Leaving the Prosperity-Gospel Lifestyle and Theology

Shortly after this incident, an old friend contacted Hinn and offered him a part-time position as a youth pastor in southern California. The move coincided with Costi and Christyne’s marriage and would signal a serious break with the prosperity gospel. Leaving the Hinn lifestyle and family circle was not easy, however. The newlyweds began their life together working multiple jobs to make ends meet and driving 120-mile roundtrips daily in and out of Orange County just to survive. God finally provided an apartment near the church, and the new couple starting selling Costi’s accumulated “prosperity-gospel treasures” to pay off wedding debt:

Next thing we knew, we were living two miles from church, and though it was no prosperity-gospel lifestyle, it was our life. I had gone from living in nearly 10,000 square feet to living in 600 square feet. From driving a Hummer, to driving a Chrysler, to driving a Kia Soul, to riding my bike because my wife needed the car to go to work. From shopping Versace to scouring Marshalls. (134)

Significant shifts, to be sure, but an even deeper change was on the horizon. While preparing to preach John 5:1–17, Hinn again came face-to-face with Scripture’s teaching on God’s sovereignty:

Coach Heefner’s words from my Dallas Baptist Baseball days came back to me: God is sovereign. This is what he meant all along. God is in control. He’s not some cosmic genie who exists to give me what I want and do what I command him to do. He is the majestic Creator of heaven and earth whom we exist to worship. . . . The gospel suddenly made sense. My life existed for the glory of God, not my own glory. God’s highest purpose was not to make me happy, healthy, and wealthy; it was to give him glory. (141)

More clearly than ever, Hinn recognized that the “gospel” his uncle and father had been broadcasting for decades is a paltry imitation of the real thing. Christ died and rose to give us the priceless treasure of sins forgiven and relationship with God, not to line our pockets with temporary riches. And faithfulness isn’t expressed by spiritually plundering the vulnerable to fund your luxury SUVs, opulent homes, and extravagant vacations. “Faithfulness was glorifying God, obeying him, and loving him above all and your neighbor as yourself. Faithfulness for a pastor meant giving your life to serve the church, not having the church serve you” (147).
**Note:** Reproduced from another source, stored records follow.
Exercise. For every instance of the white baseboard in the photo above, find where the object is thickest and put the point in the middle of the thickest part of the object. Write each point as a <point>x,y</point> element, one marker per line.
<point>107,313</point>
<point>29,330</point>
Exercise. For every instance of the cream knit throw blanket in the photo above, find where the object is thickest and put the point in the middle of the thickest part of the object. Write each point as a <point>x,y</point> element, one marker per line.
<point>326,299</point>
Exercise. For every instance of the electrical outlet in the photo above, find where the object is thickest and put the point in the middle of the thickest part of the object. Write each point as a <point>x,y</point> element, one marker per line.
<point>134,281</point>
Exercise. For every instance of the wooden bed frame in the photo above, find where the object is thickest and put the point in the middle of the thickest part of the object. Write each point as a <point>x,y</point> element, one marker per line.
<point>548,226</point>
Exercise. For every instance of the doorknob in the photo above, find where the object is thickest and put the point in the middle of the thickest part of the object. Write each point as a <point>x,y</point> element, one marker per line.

Such newly discovered truths ignited in Hinn a passion to rescue those presently in the grip of the prosperity gospel. He began to study the history and theology of the movement, to speak with family members, and to reach out to friends who’d been hoodwinked by the false promise of health and wealth. Alongside his work as a pastor, Hinn presently labors to help believers better grasp the eternal dangers of the prosperity gospel.

More Than Personal Testimony

God, Greed, and the (Prosperity) Gospel is more than a personal testimony, however. Intertwined throughout the book—especially the latter half—is forthright biblical commentary on wealth, the nature of false teachers, prosperity theology, and hard-earned wisdom on how to best engage those under its spell. Having learned from mistakes he made in harshly confronting family members over their involvement with the prosperity gospel, Hinn encourages us to pray for our friends and family, study the issues well, deal with our own sin first, speak the truth in love, and never give up sharing biblical doctrine with others. In the back of the book Hinn provides a list of several helpful resources for those who wish to pursue a deeper understanding of the prosperity movement and what Scripture teaches about wealth.

Overall, Hinn’s book is an engaging, easy-to-read, and well-balanced introduction to the prosperity gospel and serves as an excellent complement to his more academically rigorous work, Defining Deception. And in case you are wondering about royalties on a book about the prosperity gospel, Hinn is directing all proceeds to fund theological education that will equip Christian leaders to better reach those ensnared by the health-and-wealth gospel. For Benny Hinn’s nephew, it’s truly more blessed to give than to receive.